You're Invited:Meet the Socket Team at BlackHat and DEF CON in Las Vegas, Aug 4-6.RSVP
Socket
Book a DemoInstallSign in
Socket

llm_xml_parser

Package Overview
Dependencies
Maintainers
1
Alerts
File Explorer

Advanced tools

Socket logo

Install Socket

Detect and block malicious and high-risk dependencies

Install

llm_xml_parser

A minimal XML parser for structured output from LLM

0.1.3
pipPyPI
Maintainers
1

XML Parser for Structured LLM Output

General Description

This parser implements a stack-based algorithm to analyze XML hierarchies, tracking parent-child relationships and structure depth. It offers flexible configurations for extracting specific tags (both single and lists) at defined depths, with a rigorous validation system. The implementation is optimized for small XML files (typically a few KB) with simple hierarchical structures (maximum 3-4 levels of depth).

Core Features

The parser handles:

  • Critical Errors: missing tags, unauthorized duplicates, empty lists
  • Non-Blocking Warnings: nested tags in unexpected structures, mixed XML/text content
  • Untagged Text Handling: preserves text not enclosed in XML tags
  • Case-Insensitive Tag Search: tag names are matched regardless of case.
  • Original Text Capitalization: output text retains the exact capitalization from the input.

Key Technical Features

  • Exclusive use of Python standard libraries (no external dependencies)
  • Case-insensitive only for tag names during search
  • Preservation of original text, including capitalization and formatting
  • Integrated logging system for warnings and errors

Use Cases and Behaviors

Important Note: The ParseResult structure is flat. All configured tags, including those defined as "children" in the configuration, are accessible as first-level attributes of the result object. There is no nested hierarchical structure.

✅ Correctly Handled Cases

Elements extracted without warnings or errors.

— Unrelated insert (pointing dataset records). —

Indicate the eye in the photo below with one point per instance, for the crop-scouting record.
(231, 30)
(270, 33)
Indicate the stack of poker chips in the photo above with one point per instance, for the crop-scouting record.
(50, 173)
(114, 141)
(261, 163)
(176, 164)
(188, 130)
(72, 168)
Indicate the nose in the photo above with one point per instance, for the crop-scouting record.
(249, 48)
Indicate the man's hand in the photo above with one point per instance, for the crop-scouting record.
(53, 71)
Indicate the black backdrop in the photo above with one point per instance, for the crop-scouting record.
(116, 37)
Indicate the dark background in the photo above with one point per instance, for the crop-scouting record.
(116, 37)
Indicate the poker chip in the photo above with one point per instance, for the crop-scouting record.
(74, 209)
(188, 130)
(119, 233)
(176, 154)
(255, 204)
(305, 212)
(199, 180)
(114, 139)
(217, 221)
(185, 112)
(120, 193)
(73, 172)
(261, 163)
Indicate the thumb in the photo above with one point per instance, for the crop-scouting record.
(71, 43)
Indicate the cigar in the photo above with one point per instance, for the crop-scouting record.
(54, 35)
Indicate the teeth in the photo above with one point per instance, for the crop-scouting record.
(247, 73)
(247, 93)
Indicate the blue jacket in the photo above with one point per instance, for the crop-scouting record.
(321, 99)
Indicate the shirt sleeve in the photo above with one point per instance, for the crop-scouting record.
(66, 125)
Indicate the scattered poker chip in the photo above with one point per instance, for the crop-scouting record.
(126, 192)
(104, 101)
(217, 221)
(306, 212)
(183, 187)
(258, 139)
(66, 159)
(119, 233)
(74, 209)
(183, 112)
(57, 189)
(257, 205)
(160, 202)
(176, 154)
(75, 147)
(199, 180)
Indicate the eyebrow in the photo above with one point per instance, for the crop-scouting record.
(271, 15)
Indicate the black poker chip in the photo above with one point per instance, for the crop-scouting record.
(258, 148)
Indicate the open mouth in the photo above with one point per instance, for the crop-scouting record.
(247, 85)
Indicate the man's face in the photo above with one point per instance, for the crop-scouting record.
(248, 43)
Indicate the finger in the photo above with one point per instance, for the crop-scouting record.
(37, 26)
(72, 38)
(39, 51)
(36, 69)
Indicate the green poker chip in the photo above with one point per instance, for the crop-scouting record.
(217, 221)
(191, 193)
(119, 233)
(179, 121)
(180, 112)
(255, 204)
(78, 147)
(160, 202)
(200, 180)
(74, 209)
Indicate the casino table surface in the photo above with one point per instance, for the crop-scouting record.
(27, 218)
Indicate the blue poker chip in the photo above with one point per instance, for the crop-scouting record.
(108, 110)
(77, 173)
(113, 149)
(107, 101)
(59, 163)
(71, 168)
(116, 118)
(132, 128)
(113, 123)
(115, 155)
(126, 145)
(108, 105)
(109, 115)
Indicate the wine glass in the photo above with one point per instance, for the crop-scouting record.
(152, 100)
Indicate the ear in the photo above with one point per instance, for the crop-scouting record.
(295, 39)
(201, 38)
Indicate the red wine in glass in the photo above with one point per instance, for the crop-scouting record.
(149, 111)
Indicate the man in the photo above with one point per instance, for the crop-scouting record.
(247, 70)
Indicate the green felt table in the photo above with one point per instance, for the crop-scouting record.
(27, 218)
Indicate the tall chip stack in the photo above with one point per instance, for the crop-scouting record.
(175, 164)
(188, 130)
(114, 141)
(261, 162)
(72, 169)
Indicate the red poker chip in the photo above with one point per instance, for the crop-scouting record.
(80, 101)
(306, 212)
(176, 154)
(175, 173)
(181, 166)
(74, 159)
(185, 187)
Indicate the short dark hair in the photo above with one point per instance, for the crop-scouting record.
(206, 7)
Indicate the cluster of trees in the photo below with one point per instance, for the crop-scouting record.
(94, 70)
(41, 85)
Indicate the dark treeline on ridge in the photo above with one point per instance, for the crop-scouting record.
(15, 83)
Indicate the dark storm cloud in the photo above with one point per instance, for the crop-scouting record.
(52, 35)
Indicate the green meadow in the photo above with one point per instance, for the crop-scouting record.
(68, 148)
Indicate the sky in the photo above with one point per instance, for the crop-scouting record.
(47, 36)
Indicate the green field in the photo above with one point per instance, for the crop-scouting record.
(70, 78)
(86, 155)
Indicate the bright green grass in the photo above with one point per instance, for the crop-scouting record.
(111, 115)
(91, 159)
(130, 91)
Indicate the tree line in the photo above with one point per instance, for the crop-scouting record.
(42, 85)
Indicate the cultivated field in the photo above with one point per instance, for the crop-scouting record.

1. Single Element at Depth 0

XML:

<thinking>This is a test</thinking>

Config: {'thinking': 'single'} Output:

result.thinking → "This is a test"

2. List with 2+ Elements

XML:

<step>A</step>
<step>B</step>
<step>C</step>

Config: {'step': 'list'} Output:

result.step → ["A", "B", "C"]

3. Explicitly Configured Hierarchy

XML:

<exercise>
    <question>What is 2+2?</question>
    <answer>The answer is 4</answer>
</exercise>

Config:

config = {
    'exercise': {
        'type': 'single',
        'children': {
            'question': 'single',
            'answer': 'single'
        }
    }
}

Output:

result.exercise → "<question>What is 2+2?</question><answer>The answer is 4</answer>" 
result.question → "What is 2+2?" 
result.answer → "The answer is 4"

4. Correct Untagged Text Extraction

LLM Input:

<thinking>Analysis</thinking>
Answer: 42

After Pre-Processing:

<root>
    <thinking>Analysis</thinking>
    Answer: 42
</root>

Note: Preprocessing always adds an artificial root tag, since LLM output often does not include a valid root tag. The root tag is shown here only to illustrate the handling of unlabeled text.

Output:

result.thinking → "Analysis"
result.untagged → "Answer: 42"

⚠️ Warnings (Extraction with Notification)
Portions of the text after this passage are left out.